Member of the Legislative Assembly for Rae Bareli
- In office 1993–2017
- Preceded by: Ashok Kumar Singh
- Succeeded by: Aditi Singh
- Constituency: Rae Bareli Sadar

Personal details
- Born: 15 September 1959 Raebareli, Uttar Pradesh, India
- Died: 20 August 2019 (aged 59) Lucknow, Uttar Pradesh, India
- Party: Peace Party of India
- Other political affiliations: Indian National Congress
- Children: Aditi Singh
- Alma mater: Feroze Gandhi College, Kanpur University
- Occupation: Politician

= Akhilesh Kumar Singh =

Indian politician (1959–2019)

Akhilesh Kumar Singh (15 September 1959 – 20 August 2019) was an Indian politician.

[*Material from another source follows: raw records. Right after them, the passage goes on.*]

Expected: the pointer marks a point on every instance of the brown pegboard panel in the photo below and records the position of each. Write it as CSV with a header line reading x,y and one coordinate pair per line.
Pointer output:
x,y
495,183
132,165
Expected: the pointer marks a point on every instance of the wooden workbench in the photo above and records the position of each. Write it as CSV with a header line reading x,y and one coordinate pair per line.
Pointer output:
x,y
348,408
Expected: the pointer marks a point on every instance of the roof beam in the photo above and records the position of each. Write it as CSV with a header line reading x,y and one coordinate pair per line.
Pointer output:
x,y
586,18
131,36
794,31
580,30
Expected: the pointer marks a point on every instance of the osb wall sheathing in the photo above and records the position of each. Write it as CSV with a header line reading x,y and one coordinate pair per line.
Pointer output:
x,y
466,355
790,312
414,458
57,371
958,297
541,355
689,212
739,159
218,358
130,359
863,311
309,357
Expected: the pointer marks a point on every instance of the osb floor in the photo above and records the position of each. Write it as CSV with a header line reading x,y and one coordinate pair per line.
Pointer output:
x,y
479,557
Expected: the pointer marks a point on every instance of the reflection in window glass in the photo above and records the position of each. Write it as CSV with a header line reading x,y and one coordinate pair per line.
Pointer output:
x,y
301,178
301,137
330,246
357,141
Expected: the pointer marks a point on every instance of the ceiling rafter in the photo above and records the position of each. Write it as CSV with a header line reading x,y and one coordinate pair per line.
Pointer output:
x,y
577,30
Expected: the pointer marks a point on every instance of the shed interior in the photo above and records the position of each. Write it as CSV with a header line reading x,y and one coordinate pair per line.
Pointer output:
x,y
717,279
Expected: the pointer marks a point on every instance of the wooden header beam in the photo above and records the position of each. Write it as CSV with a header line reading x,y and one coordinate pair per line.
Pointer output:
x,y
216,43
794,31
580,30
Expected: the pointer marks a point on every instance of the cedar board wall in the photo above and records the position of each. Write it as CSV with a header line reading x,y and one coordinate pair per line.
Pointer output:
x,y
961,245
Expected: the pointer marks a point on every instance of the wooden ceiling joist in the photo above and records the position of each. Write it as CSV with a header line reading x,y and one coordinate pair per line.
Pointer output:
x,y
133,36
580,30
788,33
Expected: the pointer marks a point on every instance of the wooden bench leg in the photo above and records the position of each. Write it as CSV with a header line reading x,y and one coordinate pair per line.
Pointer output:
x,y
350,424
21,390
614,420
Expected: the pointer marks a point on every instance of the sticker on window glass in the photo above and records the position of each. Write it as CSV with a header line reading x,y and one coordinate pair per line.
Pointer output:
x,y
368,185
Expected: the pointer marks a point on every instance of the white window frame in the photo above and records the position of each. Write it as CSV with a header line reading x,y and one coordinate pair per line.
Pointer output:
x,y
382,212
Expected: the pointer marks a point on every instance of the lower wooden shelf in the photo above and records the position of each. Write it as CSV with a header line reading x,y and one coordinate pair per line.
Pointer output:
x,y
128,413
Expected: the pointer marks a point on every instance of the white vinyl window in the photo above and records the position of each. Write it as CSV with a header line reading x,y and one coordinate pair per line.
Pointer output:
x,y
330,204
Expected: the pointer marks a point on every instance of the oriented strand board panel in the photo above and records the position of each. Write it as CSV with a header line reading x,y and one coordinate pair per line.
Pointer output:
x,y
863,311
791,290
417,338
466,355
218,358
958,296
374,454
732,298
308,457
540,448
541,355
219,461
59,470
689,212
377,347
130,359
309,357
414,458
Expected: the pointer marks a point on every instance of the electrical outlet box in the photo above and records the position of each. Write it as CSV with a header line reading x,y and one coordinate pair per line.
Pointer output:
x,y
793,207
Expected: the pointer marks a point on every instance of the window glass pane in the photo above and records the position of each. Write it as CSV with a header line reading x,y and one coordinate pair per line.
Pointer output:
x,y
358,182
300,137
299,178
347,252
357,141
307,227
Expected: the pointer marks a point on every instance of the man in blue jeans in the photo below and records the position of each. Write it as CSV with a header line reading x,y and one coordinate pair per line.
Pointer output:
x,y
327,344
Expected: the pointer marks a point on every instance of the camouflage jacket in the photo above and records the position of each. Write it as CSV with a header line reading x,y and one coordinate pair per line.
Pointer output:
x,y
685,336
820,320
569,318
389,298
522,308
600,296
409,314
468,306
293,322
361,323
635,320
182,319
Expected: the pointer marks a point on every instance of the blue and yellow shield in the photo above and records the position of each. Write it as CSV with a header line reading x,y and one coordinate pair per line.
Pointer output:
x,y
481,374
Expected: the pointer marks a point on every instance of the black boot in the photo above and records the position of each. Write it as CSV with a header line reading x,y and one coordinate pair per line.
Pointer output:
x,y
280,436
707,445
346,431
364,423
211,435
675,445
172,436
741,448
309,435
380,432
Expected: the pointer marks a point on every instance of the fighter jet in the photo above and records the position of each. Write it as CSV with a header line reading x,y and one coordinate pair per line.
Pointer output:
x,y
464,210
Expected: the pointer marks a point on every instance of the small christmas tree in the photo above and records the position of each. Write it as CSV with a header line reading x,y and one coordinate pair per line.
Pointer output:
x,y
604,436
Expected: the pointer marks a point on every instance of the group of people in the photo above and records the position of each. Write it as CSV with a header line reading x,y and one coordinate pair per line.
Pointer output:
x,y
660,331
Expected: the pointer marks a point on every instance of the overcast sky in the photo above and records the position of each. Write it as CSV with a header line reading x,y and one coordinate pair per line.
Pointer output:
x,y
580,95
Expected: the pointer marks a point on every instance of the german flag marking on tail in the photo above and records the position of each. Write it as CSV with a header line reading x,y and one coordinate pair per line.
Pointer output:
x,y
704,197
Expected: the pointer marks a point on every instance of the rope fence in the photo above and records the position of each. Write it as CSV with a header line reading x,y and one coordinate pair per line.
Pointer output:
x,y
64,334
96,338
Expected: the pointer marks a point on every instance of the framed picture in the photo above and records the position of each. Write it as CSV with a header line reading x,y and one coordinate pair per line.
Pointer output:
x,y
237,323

Akhilesh Singh was born on 15 September 1959. Singh was first elected to the Uttar Pradesh Legislative Assembly in 1993 as an Indian National Congress candidate from Rae Bareli Sadar. Singh won reelection twice, in 1996 and 2002, while retaining his affiliation with Congress. Expelled from Congress prior to the 2007 election, Singh ran as a political independent and won a fourth legislative term. Singh contested the 2012 election after joining the Peace Party of India. Upon the completion of his fifth legislative term, Singh's daughter Aditi announced that she would contest her father's open seat in 2017, which she won on Congress ticket.

In later life, Singh was diagnosed with cancer, and died of the disease while seeking treatment at the Sanjay Gandhi Postgraduate Institute of Medical Sciences on 20 August 2019.